Waste apple pomace obtained from the fruit processing unit of HPMC contained 76% moisture and the same is maintained in the pomace before its fermentation. S. cerevisiae MTCC 173 (ethanol production), A. foetidus MTCC 117 (pectinase producer) and F. oxysporum MTCC 1755 (cellulose producer) were obtained from MTCC, Institute of Microbial Technology, Chandigarh, India and were maintained respectively on YEPD, Czapek yeast extract and Potato dextrose agar at pH 6.5 and 30oC (Fig. 1).

Figure 1

Figure 1: Plate culture of microorganisms used for solid state fermentation (SSF) of waste apple pomace a) b) c) and d) fermentation in synthetic medium and with apple pomace.
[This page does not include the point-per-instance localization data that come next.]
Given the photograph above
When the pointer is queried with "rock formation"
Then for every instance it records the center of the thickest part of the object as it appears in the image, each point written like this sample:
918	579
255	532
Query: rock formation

Temperature had a profound influence on the rate of alcoholic fermentation of waste apple pomace. Ethanol production was carried out at different temperature to verify the best temperature for ethanol production with waste apple pomace (Fig. 2). The result showed 30°C as best temperature for ethanol production as compared with 25°C and 40°C. Similar results were observed earlier by Hang et al (1982) with apple pomace with out juice extraction.

Figure 2

Preliminary studies have revealed that the apple pomace fermented by the yeast (S. cerevisiae) at 30°C for 4 days (Fig. 3) contained only a small amount of ethanol (3.43% v/w). It was thus necessary to inoculate the apple pomace with consortia of microorganisms to accelerate the fermentation process. After the inoculation of apple pomace with combination of A. foetidus and F. oxysporum (Fig. 4) and yeast (S. cerevisiae) plus A. foetidus and F. oxysporum (Fig. 5) the sugar present in the apple pomace is further released with simultaneous saccharification by A. foetidus (pectinase) and F. oxysporum (cellulase) and subsequent fermentation with S. cerevisiae and converted into ethanol. Simultaneous saccharification and fermentation involves the enzymatic hydrolysis of lignocellulose to glucose and the conversion of fermentable sugars to ethanol in the same vessel (Eklund and Zacchi, 1995).

Figure 3

Figure 4

Figure 5

The initial sugar concentration present in waste pomace after juice extraction was 3.21 % (w/w). During the fermentation process the sugar level decreased at different time intervals up to 96 h however the maximum ethanol production was observed at 72 h after this there was a decrease in ethanol production at 96 h of incubation in all combinations (Fig. 3-5). This could be due to inhibition of enzyme activity by high concentrations of cellobiose and glucose during saccharification. One of the method used to decrease this inhibition is to ferment the reduced sugar along their release (Gnansounou and Dauriat 2005 ).The amount of ethanol produced varied apparently dependent upon the initial amount of sugar concentration of the apple pomace fermented.

Conclusion

A solid state fermentation process has been reported for the production of ethanol from apple pomace using consortia of cultures viz., S. cerevisiae, A. foetidus and F. oxysporum. This process yielded as high as 16.09 % (v/w of apple pomace) ethanol from fermented apple pomace with a residual sugar of 0.15 % (w/w of apple pomace). The present study indicates that the alcoholic fermentation of apple pomace might be an efficient method for alleviating waste disposal with the concomitant production of ethanol. The economical potential of this solid state fermentation process remain to be assessed.